In Florstadt wurden die Veterinäre 2014 auf eine nicht ausreichend gefütterte vierjährige Schäferhündin aufmerksam. Die Halterin hatte sie vernachlässigt. Man nahm ihr das Tier weg, doch die Hündin starb noch in der folgenden Nacht. Die Halterin musste eine Geldstrafe zahlen und darf fünf Jahre lang kein Tier mehr aufnehmen.
Der Kuh war ein Horn abgerissen worden
Bei der Kontrolle eines Milchviehbetriebes wurden massive Mängel festgestellt. Die Mehrzahl der Rinder brüllte auffällig laut. Eine von fünf Kühnen lag auf den Spalten des Laufstallbereiches fest. Das rechte Horn war abgerissen und die Stirnhöhle frei gelegt. Die Wunde war mit Kot verunreinigt. Das Tier musste eingeschläfert werden. Der Landwirt soll ein Bußgeld zahlen. Ein anderer Landwirt hatte laut Bericht zwei Bullen so eng angekettet, dass die Ketten in die Nacken eingewachsen waren.
In einem anderen Fall mussten die Kontrolleure sich den Zugang in die Wohnung einer jungen Frau erzwingen. Ihre Wohnung stark mit Kot verunreinigt. Kleidung und Alltagsgegenstände lagen umher. Mitten in dem Unrat von alten Plastikflaschen und Müll befand sich ein Kaninchen. Es war abgemagert und verschmutzt. Seine Krallen waren viel zu lang gewachsen. Das Tier wurde beschlagnahmt. Der zur Betreuung der jungen Frau gerufene Krankenwagen brachte sie zur Abklärung des physischen und psychischen Zustandes ins Krankenhaus.

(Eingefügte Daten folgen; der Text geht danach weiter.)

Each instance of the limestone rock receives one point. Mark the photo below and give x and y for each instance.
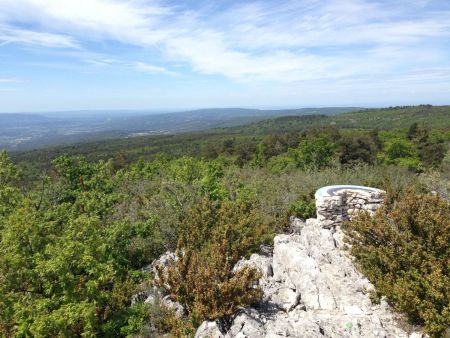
(314, 291)
(262, 263)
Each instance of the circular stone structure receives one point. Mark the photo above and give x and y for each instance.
(338, 203)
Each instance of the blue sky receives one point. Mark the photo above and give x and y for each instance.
(163, 55)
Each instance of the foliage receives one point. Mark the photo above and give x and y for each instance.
(74, 235)
(304, 207)
(212, 239)
(405, 251)
(9, 192)
(316, 152)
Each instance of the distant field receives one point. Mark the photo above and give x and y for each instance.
(199, 143)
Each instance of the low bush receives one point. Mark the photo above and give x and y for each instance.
(405, 252)
(212, 239)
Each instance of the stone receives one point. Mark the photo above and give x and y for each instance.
(262, 263)
(336, 204)
(315, 290)
(285, 298)
(209, 330)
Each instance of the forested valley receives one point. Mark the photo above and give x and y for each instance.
(79, 224)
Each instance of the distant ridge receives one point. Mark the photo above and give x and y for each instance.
(36, 130)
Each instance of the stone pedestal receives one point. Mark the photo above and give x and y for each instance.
(338, 203)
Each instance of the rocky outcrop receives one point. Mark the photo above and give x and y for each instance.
(338, 203)
(311, 289)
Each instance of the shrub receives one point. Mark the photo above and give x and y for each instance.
(405, 251)
(316, 152)
(212, 239)
(304, 207)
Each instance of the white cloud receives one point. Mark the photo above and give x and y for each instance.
(10, 80)
(24, 36)
(289, 41)
(152, 69)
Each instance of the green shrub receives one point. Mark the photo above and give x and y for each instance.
(405, 251)
(304, 207)
(213, 237)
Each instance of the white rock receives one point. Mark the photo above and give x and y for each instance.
(209, 330)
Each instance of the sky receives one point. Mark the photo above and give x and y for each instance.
(164, 55)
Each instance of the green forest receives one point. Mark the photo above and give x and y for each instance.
(79, 223)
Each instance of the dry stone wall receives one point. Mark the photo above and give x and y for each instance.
(338, 203)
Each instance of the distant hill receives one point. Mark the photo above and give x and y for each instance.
(194, 142)
(32, 131)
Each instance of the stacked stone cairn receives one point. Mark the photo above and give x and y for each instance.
(338, 203)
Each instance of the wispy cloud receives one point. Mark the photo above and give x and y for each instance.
(24, 36)
(288, 41)
(10, 80)
(152, 69)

Diversen Augenzeugen zufolge warf ein Hundehalter bei einer Veranstaltung eines Autohauses seinen Terrier gegen eine Schaufensterscheibe. Nach dem Vorfall verließ der Hundehalter den Ort des Geschehens, konnte aber ausfindig gemacht werden. Der Fall wurde an die Staatsanwaltschaft abgegeben.
Manche Anzeigen aus der Bevölkerung laufen aber ins Leere, so die Veterinäre. Eine Frau hatte gemeldet, dass drei Hunde in ihrer Umgebung mit Bier und starken Drogen traktiert worden seien. Im Verlauf der Kontrolle stellten sich die vermeintlichen Drogen als Bachblüten-Mischungen und Bierhefe-Extrakt heraus. Die Tiere waren in homöopathischer Behandlung und erfreuten sich bester Gesundheit.
Aggressive Tierschützer
Es gab 2014 öfter Anlass für die Veterinäre, sich über das Verhalten selbsternannter Tierschützer zu ärgern. Immer häufiger gab es laut Müller Anzeigen „sogenannter Tierschützer und sogenannter Tierschutz- oder Tierrechtsorganisationen häufen, die jegliche Sachkenntnis vermissen lassen, die fachlichen Argumenten sowie ausführliche Erklärungen der Mitarbeiter des Veterinäramtes nicht akzeptieren und die die Mitarbeiter aufs schlimmste beschimpfen oder sogar massivst bedrohen.“ Menschliche Bedürfnisse würden dabei mit dem der Tiere gleichgesetzt. Dies sei aber ein großer Irrtum, findet Amtsleiter Müller: „Wenn sogenannte Tierschützer ihre Freude darüber äußern, dass ein Bulle einen Landwirt erdrückt hat und hoffen, dass das Rind noch mehr seiner „Peiniger“ töten möge so hat das nichts mit Tierschutz zu tun sondern ist unzweifelhaft indiskutabel.“
Auch Organisationen, die sich für die Rettung der Ratten in der Kanalisation stark machen und die „Menschenrechte für Menschenaffen“ einfordern, sind für Müller fehlgeleitete Tierschützer.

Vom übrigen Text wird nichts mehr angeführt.